It seems, too, that we have grown as a people to aim for a standard far below perfection because we’re sure we can always get it right later, get it right the next time. Or worse: When we do screw up, we’re pretty quick to expect people to be gracious to us, to forgive our errors. When they’re not so amenable, instead of looking at where we might have been wrong and correcting it, we bite back with, “Well, nobody’s PERFECT.”
I saw some of all of that in myself recently, and it was not a pleasant revelation (yes, revelation). And recently I screwed up on the one thing you really CANNOT mulligan: a first impression. Haven’t you heard that? “You never get a second chance to make a first impression?”

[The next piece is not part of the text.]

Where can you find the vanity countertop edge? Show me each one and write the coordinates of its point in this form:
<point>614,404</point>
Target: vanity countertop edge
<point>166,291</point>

Later, when I realized what kind of impression I likely left, I thought about how I could re-do it. But I could not re-do it. I could try to clean up any mess I might have made — but sometimes that just makes matters worse, so be careful — but I could not, in fact, re-do that first impression.
Then I thought about nursing in areas like critical care, emergency or trauma situations. I’ll be in those situations shortly, and I’m glad I got this understanding now: Sometimes there are no mulligans. You have to make a quick decision, and it could be — oh-so-literally — life or death. No do-overs.
Probably we have become somewhat of a “second chances” society out of self-preservation. How untenable is it to live with this kind of pressure all the time — get it right the first time OR ELSE? Way too untenable.
Yet sometimes we MUST live that way. If I’m your emergency nurse, you’d better hope I live this way.